Liman went on with another question, but Poindexter's attorney Richard W. Beckler, abruptly interrupted with one of his numerous objections of the day. Beckler later said Poindexter is a target of the investigation of independent counsel Lawrence E. Walsh.

During another series of questions about the drafting and evolution of a January 1986 intelligence finding in which Meese participated, Poindexter implied at one point that Meese had knowledge of several possibly illegal 1985 transfers of U.S.-made arms from Israel to Iran.

"My understanding of his {Meese's} position was that although we could continue to do it the way it had been done earlier, that it was easier to support and clearer if we did it direct . . . . " he said.

Asked about this yesterday, a spokesman for Meese reiterated that the attorney general had no knowledge of the 1985 activities until November 1986.

In his questioning, Liman focused on Meese as the person who was primarily responsible for changing the method of transferring arms to Iran by selling them direct instead of adopting another idea, to permit the Israelis to ship the weapons.
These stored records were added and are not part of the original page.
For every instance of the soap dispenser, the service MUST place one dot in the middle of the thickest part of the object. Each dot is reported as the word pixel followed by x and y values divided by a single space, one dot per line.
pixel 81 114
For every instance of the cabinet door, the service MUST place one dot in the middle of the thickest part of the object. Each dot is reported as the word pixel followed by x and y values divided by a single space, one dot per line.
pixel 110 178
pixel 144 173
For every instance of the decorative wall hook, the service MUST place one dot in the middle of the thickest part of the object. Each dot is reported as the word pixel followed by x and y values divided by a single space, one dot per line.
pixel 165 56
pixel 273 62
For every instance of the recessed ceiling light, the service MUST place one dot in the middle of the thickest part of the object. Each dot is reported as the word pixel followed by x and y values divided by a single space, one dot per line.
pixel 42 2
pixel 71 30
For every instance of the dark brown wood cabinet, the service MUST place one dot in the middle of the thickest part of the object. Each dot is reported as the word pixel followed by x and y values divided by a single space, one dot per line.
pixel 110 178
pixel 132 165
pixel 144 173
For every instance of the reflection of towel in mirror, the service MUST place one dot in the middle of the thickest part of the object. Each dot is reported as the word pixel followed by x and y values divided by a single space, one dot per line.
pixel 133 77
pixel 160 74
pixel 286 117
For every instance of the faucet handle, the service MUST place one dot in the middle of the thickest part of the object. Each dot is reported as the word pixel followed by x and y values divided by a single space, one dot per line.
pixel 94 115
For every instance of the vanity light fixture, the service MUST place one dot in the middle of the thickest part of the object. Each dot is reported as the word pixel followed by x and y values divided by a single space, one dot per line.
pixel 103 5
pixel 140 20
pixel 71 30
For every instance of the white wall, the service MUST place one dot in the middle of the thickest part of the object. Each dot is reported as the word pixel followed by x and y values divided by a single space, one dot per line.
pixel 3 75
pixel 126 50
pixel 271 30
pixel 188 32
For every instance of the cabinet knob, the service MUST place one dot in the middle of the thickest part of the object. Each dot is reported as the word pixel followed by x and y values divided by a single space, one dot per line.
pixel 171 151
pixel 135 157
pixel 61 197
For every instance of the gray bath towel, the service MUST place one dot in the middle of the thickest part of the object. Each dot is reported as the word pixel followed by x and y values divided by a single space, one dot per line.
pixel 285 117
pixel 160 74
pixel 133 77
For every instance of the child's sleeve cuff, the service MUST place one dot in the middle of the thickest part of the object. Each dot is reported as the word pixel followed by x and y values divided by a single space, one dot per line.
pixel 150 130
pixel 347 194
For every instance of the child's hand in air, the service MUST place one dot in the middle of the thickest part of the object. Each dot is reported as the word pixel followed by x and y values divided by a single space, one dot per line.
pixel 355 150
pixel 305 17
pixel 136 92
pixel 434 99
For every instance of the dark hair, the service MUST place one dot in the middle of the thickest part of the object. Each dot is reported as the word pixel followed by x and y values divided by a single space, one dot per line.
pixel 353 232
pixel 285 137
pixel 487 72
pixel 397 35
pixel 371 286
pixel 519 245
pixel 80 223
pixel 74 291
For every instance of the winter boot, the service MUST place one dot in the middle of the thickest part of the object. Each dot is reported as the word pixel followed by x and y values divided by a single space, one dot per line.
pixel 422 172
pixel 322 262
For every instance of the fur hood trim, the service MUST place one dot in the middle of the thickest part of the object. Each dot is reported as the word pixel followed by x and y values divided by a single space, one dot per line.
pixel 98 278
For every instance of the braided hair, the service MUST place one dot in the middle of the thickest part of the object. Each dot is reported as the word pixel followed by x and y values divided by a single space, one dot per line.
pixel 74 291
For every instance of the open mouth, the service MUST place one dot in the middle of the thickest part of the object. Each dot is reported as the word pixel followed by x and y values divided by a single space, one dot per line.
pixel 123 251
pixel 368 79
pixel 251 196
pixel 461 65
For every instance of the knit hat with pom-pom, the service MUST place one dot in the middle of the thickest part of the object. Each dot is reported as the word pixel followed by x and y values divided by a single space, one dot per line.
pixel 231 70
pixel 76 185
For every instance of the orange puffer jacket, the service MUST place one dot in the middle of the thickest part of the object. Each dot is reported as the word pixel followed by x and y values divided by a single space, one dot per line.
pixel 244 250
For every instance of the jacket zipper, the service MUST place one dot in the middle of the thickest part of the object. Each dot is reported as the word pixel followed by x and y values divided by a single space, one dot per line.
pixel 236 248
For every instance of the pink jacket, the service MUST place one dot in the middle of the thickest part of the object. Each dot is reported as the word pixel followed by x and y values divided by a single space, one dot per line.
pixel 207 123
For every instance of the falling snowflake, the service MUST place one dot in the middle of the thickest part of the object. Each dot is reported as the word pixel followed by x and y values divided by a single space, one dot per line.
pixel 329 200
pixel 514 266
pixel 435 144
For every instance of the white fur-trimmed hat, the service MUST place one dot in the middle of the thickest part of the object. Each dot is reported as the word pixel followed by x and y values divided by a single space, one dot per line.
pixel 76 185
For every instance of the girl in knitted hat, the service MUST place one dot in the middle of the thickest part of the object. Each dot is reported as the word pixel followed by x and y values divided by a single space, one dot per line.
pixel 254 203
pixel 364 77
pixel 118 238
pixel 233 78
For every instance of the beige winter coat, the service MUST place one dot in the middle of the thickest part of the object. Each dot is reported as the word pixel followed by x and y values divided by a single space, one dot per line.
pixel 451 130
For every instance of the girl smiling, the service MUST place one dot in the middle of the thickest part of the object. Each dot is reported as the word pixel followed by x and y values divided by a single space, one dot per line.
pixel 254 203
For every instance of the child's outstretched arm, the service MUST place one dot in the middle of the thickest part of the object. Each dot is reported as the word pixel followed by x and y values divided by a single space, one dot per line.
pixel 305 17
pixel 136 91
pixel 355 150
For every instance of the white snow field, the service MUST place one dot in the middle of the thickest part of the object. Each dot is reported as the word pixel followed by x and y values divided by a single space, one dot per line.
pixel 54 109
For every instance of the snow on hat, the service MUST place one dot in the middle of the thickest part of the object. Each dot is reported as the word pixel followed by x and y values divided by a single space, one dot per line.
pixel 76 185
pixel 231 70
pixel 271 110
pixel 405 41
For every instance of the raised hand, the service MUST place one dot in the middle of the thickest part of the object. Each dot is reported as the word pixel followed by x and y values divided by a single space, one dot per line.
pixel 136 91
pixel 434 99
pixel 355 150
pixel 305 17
The new method of selling direct, said Poindexter, removed the necessity of informing Congress and made it possible to limit the number of people in the executive branch who knew.

One of the most dramatic episodes described yesterday by Poindexter occurred last Nov. 21, the day he said he made a decision on his own to get rid of the controversial intelligence finding authorizing the CIA's assistance to the Israelis in their arms shipment to Iran one year earlier.

Meese called him that day to arrange for Justice Department officials to examine the Iran documents at the NSC. Later, Poindexter asked a staff member to bring the findings from a safe. This was two weeks after the first U.S. news reports of the Iranian arms sales and two days after a presidential press conference in which Reagan denied U.S. awareness of the 1985 Israeli shipments and issue a correction moments after the press conference ended.

The president, Poindexter said, "was being beaten about the head and shoulders that the whole Iran projects was just an arms for hostage deal." He said "this finding, unfortunately, gave that same impression," and "I frankly didn't see any need for it at the time."

Questioned by Liman, Poindexter said it was the responsibility of the staff to make certain that the president "not be put in a position that can be politically embarrassing."

North had testified that, on the same day, he had talked to Poindexter and reassured him that there were no records left of the diversion and proceeded to destroy additional documents related to the contra operation with the assistance of his secretary.